Пришлось фактически остановиться. Менее чем в четверть секунды припомнил, что у меня в карманах, чье письмо осталось на столе… Не забыть взять с собой подушку и сунуть в башмак огрызок карандаша… Известить Союз Писателей… Помнить, что все это делается для счастья потомства, в интересах социальной справедливости и гражданской свободы… Перед увозом закусить, так как до завтра бурды не дадут…
– Пожалуйте с нами в эту квартиру.
– Я живу выше.
– Не имеет значения, гражданин. Ваше присутствие необходимо при вскрытии.
Волосы зашевелились. Дело выходит хуже обычного. Еще четверть секунды на воспоминания о том, кого я мог убить и чей труп будут вскрывать. Но все же уголовное дело лучше политического.
– Вы, гражданин, не преддомком?
– Нет, я просто жилец.
– Не имеет значения. Можно и так. Потрудитесь удостовериться, что печати целы.
На двери квартиры, этажом ниже моей, уже с месяц висят печати. Жил здесь врач, но куда то исчез; говорят – убежал, опасаясь ареста. Квартиру его опечатали, позабыв потушить электричество. Домовой Комитет ходатайствовал о временном снятии печатей на предмет поворота выключателя, но совдеп не разрешил. Так и светились окна всю ночь.
Отлегло от души: вскрывают не труп, а квартиру. А я не преступник, а свидетель. Приободрился, повеселел, осмотрел печати:
– Да, все в порядке.
– Фактически удостоверились, гражданин? Во избежание в будущем нареканий на власть.
– Фактически.
– А-атлично. Петь, ломай печати к чертовой матери!
Петь, красноармеец, сломал печати. Ключа не было, но шоффер дал ломик, вроде фомки, и показал, как делается.
– Дверь, гражданин, заперта, по какой причине отворяем при помощи орудий производства.
– Можно бы ключ в Домкоме попросить.
– Времени, гражданин мало, не до ключа.
– Вы там электричество потушить хотите?
– Об электричестве ордера нет, хотя, конечно, потушим, если что горит. Мы же на предмет реквизиции.
Петь, очень добродушный красноармеец, пояснил:
– У нас насчет небели мандат, для домашнего театра. Цельный список имеем. Вот товарищ комиссар нам выдаст. А вы, значит, за понятого.
Вошли в квартиру. Обстановка очень хорошая. Столовая карельской березы, гостиная со всякими пуфами и интимными уголками.
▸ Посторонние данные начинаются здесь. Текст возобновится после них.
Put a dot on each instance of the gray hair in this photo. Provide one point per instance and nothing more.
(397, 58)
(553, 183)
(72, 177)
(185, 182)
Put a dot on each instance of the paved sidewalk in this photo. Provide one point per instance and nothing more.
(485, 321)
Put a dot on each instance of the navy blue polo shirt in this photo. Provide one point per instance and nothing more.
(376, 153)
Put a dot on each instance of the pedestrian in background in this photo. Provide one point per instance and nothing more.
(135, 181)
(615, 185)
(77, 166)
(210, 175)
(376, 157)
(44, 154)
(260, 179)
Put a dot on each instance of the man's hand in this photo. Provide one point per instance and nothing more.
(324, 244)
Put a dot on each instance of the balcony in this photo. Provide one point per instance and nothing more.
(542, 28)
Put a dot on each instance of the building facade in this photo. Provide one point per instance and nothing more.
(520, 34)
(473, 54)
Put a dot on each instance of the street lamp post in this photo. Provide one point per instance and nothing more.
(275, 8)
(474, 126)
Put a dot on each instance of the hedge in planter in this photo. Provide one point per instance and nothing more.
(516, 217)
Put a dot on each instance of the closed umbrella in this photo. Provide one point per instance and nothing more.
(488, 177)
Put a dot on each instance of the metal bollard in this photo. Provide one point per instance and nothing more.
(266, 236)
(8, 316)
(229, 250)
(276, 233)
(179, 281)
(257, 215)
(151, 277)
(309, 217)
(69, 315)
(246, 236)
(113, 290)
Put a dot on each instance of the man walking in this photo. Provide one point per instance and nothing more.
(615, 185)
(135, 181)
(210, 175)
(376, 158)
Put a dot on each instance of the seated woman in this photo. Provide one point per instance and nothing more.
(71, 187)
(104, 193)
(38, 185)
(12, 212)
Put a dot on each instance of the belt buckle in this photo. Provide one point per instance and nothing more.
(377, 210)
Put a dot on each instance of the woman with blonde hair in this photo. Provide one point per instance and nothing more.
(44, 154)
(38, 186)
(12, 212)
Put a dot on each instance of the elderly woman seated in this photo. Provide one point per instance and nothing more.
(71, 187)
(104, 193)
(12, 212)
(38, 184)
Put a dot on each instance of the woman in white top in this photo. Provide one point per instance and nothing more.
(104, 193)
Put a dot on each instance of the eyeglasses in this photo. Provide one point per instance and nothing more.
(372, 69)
Кабинет серьезный, деловой. Шкап с медицинскими книгами, другой с инструментами, третий заперт на ключ. На стенах недурные картины, оригиналы скромных художников.
– Ну, Петь, забирай, что надо. Где список ваш? Вы, гражданин, извольте удостовериться, что все по списку. Номер первый: четыре картины. Забирай, Петь, и выносите, времени у нас мало.
– А какие брать то? Вон их сколько.
Красноармеец постарше предложил:
– Бери, которые побольше и повиднее.
Но Петь колебался.
– Вы, гражданин, не посоветуете нам, которые брать?
– А вам для чего картины?
– Все для театра. Только я вот не помню, на какой нам лях картины.
Мы обошли комнаты. В спальне и в прихожей висели нелепые полотна в золоченых рамах. Я посоветовал остановиться на них: и ярко, и здорово.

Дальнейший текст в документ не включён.